The Student Voice of UNC Asheville

The Blue Banner

Decreasing gender gap in STEM discipline


Catherine Pigg

A&F Staff Writer
[email protected]
Despite females making up more than half of the student population, the majority of instructional faculty at UNC Asheville are male at 56 percent, according to UNCA’s factbook.

“I think in general there is a culture that, ‘oh yeah math is for men,’ but it’s not really true. Some of the best mathematicians I know are women,” said UNCA  professor Dave Peifer, who holds a Ph.D. in mathematics.
According to the Princeton Review, more parents of boys said their child’s favorite subject is math, even though both boys and girls equally choose math as their favorite subject.
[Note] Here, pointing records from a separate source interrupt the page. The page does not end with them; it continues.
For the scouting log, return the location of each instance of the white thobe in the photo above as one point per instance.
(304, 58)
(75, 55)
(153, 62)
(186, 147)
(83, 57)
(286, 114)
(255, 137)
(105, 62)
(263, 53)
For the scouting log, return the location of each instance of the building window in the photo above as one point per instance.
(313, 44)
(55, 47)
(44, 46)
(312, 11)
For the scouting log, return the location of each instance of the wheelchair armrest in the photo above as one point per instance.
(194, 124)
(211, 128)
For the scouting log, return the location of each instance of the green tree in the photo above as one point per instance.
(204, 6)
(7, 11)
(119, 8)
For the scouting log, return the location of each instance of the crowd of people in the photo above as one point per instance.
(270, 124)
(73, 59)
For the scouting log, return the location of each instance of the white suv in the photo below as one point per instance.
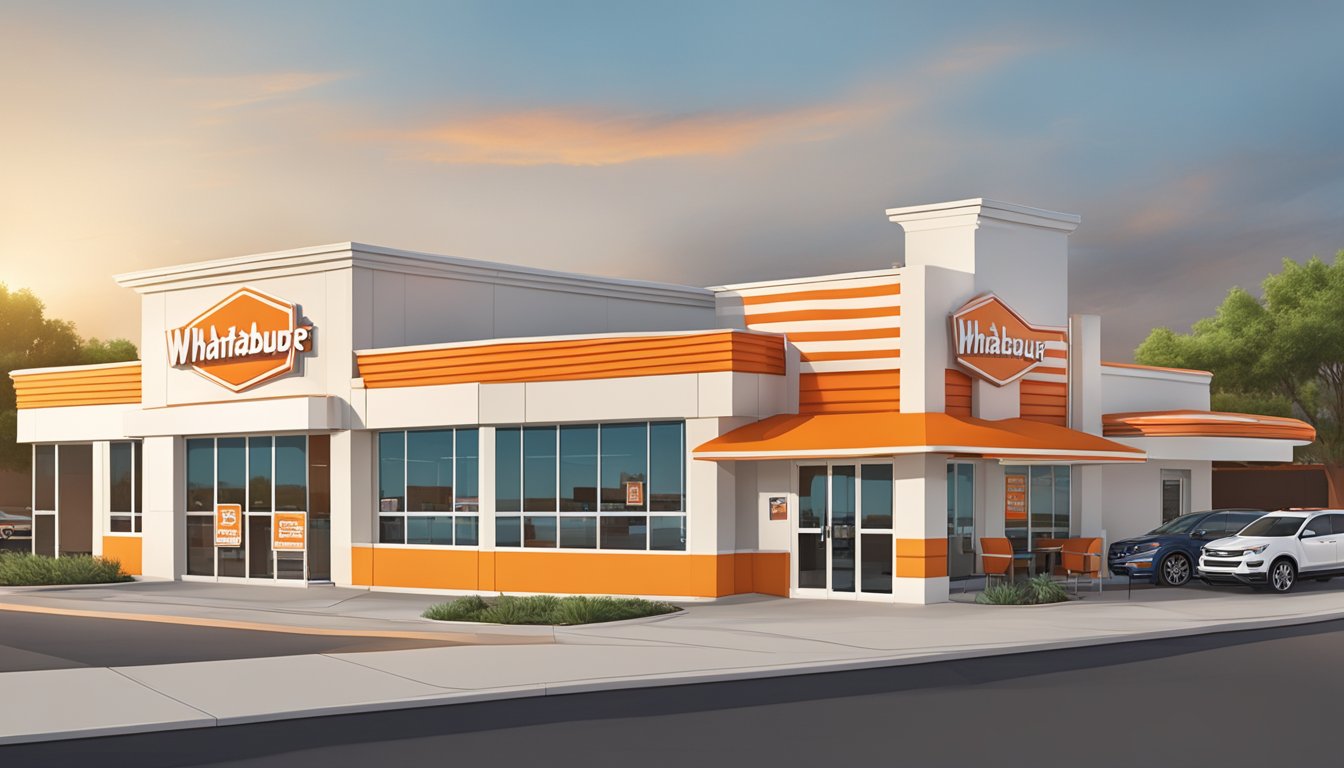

Males make up 56 percent of instructional faculty at UNC Asheville.  Infographic by Catherine Pigg.
Males make up 56 percent of instructional faculty at UNC Asheville.
Infographic by Catherine Pigg.

“I think that the scholarship in gender studies has shown us that a lot of the tendencies that we think of as being basic or natural or essential, are actually not natural. But instead socially constructed,” said lecturer Grace Campbell, who teaches a course in women, gender and sexuality studies.
The number of women entering the predominately male disciplines of science, technology, engineering and mathematics (STEM) only recently started increasing, according to the National Science Foundation.
“I think one explanation is that parents who show themselves to be more likely to name math as their son’s favorite subject may well be just sort of inadvertently replicating some beliefs they have, some unexamined beliefs, about boys being better at math,” Campbell said.
Women make up 47 percent of the total U.S.  workforce, but are significantly less represented in particular science and engineering occupations, according to the U.S.  Department of Labor.
“I think if you look nationally there’s a good amount of women in mathematics at least. This school, I’m not sure if our numbers are exactly there, but we have a lot of women in the math department as well as men,” Peifer said.
According to Peifer, UNCA sent women in the math program to both the Carleton Program and Princeton program for women in mathematics during the summer.
“There’s a couple programs specifically, there’s ones for minorities and women to get them into the sciences and Carlton College has a program for undergraduates, but you would go there for about a month and take classes over the summer. And they’re promoting women into the mathematics,” Peifer said.
UNCA  offers more than 100 courses, with  a portion of these courses falling under STEM. An average class size is 20 students, according to UNCA’s facts and figures.
“There’s usually only like four females in a class, if that, sometimes five in a whole class. So yeah there’s a whole lot of males,” said Chelsea Childers, a student in computer science and new media.
Men holding a STEM degree will be more likely to occupy a career in STEM than women, according to the U.S. Department of Commerce.
“The current state of gender distribution in the undergraduate student body is pretty new. It hasn’t been that way for that long and there are a lot of people who make up the professoriate who are older than that,” Campbell said. “ In other words they’ve been around for many years and they predate that demographic shift.”
Female instructional faculty members increased by 4 percent since 2011, according to UNCA’s factbook.
“And so combine that with another fact which is, historically, it is widely known that female faculty members have not found academia just generally to be as open or welcoming as men have,” the women, gender and sexuality studies lecturer said. “Now that’s changing, but I think those changes are, again, new enough that you just haven’t really seen the difference.”